The first paper referenced in the question is Stereo matching using genetic algorithm with adaptive chromosomes, Kyu-Phil Han, Kun-Woen Song, Eui-Yoon Chung, Seok-Je Cho, Yeong-HoHac, 2000. It summarizes an approach this way.

  1. An individual is a disparity set,

  2. A chromosome has a 2D structure for handling image signals efficiently, and

  3. A fitness function is composed of certain constraints which are commonly used in stereo matching.

The paper also states, "Genetic algorithms are efficient search methods based on principles of population genetics, i.e. mating, chromosome crossover, gene mutation, and natural selection." The extension to genetic algorithm purity is contained in this statement in the paper.

To improve the convergence, an informed generation, that a higher selected possibility is assigned to the chromosome including a smaller intensity difference, is adopted.

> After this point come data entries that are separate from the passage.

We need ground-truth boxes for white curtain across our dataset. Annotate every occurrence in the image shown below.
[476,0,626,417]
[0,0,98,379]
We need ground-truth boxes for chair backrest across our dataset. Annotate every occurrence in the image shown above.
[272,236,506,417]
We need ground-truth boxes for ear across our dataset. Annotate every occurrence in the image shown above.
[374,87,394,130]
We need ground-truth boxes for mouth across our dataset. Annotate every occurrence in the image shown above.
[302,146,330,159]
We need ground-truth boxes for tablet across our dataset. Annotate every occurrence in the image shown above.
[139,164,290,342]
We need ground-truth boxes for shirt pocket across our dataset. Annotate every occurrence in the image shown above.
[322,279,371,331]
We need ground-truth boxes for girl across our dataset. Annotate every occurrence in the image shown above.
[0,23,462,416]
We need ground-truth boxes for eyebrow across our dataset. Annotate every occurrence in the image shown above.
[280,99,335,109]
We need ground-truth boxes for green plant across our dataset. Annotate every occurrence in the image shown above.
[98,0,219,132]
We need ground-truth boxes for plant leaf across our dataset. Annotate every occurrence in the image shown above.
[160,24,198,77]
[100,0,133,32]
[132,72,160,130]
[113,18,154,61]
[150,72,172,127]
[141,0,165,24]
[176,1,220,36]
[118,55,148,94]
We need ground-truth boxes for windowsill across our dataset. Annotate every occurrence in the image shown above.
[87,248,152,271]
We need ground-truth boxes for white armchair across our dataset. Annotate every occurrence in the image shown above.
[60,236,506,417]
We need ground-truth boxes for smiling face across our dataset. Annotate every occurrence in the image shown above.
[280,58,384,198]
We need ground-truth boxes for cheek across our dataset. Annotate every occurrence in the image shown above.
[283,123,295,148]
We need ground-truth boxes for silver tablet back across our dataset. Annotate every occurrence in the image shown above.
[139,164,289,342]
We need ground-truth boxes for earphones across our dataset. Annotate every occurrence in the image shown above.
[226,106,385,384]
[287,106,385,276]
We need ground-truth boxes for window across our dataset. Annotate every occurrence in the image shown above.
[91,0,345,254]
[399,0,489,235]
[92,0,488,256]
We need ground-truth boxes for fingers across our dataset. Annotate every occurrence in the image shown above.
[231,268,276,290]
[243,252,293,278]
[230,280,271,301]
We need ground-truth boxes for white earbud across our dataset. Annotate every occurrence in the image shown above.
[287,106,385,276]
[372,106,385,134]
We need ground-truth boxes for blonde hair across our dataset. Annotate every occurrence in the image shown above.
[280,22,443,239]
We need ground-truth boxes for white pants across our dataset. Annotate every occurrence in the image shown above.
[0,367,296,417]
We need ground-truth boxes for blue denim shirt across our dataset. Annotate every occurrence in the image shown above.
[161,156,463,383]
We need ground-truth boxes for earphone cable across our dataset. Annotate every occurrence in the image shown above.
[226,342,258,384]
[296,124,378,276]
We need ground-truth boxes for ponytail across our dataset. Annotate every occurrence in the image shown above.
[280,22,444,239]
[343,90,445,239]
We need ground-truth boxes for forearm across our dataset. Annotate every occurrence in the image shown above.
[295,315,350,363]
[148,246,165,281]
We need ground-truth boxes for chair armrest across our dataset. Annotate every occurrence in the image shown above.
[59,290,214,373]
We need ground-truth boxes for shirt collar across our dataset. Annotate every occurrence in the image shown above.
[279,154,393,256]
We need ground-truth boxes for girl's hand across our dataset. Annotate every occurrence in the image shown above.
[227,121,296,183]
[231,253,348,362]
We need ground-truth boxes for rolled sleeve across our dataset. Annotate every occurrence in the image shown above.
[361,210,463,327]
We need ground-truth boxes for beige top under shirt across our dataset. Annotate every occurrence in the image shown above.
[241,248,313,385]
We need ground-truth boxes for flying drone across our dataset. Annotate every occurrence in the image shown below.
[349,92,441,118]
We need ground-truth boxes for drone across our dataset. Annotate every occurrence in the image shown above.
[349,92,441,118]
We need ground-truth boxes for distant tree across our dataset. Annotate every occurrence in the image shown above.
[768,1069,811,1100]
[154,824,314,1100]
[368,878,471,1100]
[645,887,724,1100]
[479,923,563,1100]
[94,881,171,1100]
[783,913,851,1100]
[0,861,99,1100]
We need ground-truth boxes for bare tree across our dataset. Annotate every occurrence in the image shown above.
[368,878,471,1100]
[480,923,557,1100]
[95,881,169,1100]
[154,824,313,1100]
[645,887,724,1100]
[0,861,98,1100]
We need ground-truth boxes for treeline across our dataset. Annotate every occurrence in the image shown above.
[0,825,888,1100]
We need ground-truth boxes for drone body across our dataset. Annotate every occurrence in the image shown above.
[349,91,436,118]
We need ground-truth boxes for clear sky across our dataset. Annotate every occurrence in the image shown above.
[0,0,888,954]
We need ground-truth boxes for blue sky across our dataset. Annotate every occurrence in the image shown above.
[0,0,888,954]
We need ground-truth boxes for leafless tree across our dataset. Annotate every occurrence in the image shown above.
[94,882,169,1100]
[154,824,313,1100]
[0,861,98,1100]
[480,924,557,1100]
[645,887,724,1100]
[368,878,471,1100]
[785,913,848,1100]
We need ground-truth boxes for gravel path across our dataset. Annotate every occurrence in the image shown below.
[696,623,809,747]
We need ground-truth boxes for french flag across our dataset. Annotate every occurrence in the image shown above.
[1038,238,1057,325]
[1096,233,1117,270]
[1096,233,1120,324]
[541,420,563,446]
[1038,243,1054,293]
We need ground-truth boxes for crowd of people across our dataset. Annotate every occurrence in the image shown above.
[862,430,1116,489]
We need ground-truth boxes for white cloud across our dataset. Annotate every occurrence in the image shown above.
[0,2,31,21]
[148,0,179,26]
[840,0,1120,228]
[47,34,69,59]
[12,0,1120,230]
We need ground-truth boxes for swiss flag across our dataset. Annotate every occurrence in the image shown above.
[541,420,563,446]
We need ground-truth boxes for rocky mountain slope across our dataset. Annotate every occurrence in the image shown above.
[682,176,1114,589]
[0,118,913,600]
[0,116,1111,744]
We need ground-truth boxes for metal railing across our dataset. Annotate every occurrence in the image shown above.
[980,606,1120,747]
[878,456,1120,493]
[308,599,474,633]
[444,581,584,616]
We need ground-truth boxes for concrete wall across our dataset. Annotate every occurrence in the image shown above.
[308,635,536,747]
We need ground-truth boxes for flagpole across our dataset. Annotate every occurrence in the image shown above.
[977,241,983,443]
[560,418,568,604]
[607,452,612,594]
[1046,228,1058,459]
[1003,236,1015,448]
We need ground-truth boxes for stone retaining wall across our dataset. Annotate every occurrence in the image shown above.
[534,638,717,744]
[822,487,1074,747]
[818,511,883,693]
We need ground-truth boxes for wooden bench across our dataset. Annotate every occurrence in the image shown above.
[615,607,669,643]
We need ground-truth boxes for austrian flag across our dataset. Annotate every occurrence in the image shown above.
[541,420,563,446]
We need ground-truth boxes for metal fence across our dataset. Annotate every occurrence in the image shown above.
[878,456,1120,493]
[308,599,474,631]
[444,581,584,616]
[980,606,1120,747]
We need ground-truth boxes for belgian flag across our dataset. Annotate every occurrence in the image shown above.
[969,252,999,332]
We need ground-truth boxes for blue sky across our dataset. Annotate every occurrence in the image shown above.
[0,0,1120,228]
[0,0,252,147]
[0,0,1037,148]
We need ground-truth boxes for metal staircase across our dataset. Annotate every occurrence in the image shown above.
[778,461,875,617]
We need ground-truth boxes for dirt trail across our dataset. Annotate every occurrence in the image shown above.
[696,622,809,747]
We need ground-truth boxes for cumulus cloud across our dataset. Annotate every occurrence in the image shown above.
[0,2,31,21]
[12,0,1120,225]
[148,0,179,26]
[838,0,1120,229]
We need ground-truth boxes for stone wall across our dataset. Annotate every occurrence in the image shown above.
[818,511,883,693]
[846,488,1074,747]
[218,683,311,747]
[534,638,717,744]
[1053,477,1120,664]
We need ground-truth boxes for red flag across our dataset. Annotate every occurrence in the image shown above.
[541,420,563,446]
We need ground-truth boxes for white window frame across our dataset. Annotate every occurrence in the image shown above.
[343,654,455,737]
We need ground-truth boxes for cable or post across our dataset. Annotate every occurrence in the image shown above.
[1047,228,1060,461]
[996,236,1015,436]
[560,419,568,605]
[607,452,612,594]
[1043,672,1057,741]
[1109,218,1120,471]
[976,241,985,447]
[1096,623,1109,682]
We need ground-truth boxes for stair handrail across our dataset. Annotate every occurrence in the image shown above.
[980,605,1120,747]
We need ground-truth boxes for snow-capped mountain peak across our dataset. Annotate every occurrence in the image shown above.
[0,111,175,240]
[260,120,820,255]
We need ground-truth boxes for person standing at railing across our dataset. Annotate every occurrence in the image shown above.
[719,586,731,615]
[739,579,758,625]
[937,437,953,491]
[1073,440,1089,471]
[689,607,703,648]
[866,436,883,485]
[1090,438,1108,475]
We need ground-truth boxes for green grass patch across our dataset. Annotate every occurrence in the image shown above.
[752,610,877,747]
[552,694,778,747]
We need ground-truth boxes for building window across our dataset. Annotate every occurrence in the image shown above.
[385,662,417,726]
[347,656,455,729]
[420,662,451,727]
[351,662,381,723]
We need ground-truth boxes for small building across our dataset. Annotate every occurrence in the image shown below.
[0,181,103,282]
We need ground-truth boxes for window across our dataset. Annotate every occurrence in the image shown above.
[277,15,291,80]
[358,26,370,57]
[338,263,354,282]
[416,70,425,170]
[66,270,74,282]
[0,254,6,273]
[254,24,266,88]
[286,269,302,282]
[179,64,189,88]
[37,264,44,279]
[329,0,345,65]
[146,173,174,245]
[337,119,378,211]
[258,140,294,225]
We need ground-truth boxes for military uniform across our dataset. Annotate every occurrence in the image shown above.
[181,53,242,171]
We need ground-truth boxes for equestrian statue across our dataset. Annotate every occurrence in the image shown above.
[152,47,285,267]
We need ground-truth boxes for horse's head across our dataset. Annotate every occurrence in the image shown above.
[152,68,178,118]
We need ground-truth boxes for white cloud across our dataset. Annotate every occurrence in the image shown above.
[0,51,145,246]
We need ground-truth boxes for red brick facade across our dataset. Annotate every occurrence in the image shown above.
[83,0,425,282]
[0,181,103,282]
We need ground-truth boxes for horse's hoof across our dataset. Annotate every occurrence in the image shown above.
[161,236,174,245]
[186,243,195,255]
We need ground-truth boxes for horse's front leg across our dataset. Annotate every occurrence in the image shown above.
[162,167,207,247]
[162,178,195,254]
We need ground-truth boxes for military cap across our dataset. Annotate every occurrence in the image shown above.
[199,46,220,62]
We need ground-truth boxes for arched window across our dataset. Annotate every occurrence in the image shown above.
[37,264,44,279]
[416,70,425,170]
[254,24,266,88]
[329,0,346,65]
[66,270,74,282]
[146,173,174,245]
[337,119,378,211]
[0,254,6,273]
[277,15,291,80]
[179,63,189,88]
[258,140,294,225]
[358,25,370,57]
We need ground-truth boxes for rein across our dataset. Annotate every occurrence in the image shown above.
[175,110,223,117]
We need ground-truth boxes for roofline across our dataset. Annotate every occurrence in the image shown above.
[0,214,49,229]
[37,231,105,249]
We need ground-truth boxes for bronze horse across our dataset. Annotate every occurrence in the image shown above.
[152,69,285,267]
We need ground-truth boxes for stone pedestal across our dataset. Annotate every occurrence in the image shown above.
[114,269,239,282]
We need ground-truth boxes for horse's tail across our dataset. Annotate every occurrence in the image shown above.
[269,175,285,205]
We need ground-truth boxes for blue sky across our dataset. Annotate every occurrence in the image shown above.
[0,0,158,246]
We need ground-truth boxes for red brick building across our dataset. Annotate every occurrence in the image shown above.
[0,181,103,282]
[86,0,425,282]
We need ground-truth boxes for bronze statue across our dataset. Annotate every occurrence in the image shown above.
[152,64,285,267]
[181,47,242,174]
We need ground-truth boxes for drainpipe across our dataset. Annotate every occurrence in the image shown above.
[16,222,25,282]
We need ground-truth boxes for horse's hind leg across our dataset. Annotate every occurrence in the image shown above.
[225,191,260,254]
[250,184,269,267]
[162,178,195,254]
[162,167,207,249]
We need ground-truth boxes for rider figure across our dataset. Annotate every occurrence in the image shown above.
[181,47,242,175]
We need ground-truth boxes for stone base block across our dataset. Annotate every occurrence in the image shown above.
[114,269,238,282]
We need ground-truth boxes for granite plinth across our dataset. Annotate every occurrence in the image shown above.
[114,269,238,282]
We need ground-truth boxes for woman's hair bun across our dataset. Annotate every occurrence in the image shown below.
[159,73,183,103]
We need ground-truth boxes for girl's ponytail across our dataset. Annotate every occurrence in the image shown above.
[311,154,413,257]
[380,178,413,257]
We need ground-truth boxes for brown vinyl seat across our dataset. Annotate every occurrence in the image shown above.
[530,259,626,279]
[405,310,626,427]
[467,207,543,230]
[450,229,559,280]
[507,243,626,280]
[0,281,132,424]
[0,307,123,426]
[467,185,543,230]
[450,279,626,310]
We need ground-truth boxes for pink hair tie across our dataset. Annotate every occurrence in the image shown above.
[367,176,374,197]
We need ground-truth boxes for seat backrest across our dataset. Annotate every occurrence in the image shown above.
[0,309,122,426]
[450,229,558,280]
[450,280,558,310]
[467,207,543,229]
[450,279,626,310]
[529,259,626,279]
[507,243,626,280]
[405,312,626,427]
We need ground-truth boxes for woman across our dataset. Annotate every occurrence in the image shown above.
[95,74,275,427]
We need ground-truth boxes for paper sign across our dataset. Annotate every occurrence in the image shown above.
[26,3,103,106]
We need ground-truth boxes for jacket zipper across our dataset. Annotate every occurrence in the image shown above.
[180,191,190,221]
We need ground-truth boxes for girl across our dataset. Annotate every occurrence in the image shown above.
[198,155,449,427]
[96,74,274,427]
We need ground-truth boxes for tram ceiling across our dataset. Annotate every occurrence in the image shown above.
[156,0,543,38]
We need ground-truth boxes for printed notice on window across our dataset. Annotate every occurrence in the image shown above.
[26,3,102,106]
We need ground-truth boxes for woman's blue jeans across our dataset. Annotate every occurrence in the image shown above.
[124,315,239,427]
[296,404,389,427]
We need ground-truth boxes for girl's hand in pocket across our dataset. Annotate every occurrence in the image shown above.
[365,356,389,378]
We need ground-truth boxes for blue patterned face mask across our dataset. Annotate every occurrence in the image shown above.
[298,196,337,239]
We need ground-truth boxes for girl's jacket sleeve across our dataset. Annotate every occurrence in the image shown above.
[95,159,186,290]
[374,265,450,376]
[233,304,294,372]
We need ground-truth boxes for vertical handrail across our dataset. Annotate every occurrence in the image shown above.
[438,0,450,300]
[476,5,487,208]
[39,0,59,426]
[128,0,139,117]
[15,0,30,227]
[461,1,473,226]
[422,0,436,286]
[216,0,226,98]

The informed generation uses several random generations plus a selection. In a random generation, only a value is randomly generated. Yet, the informed generation of the proposed algorithm selects the gene which has the minimum intensity difference among the randomly generated genes.

The question inquires along a few lines.

Does it mean that an individual is a disparity map with random numbers?

The goal is to produce order from chaos through successive mutations, combinations, and tests, arriving at genetic code that represents distances of objects that correspond to a left region of pixels and a right region of pixels. Those two regions are identified through alignment of brightness categories, with some permissible sprinkling of outliers.

An individual in this context is a simulation of a sample from a population with a particular aggregation of genetic codes. The codes indicate disparity between matching image features in the left and right images, measured in horizontal pixels.

[Don't] understand how this works and even WHY you should use genetic algorithm on an algorithm that at its simplest form uses 5 for loops.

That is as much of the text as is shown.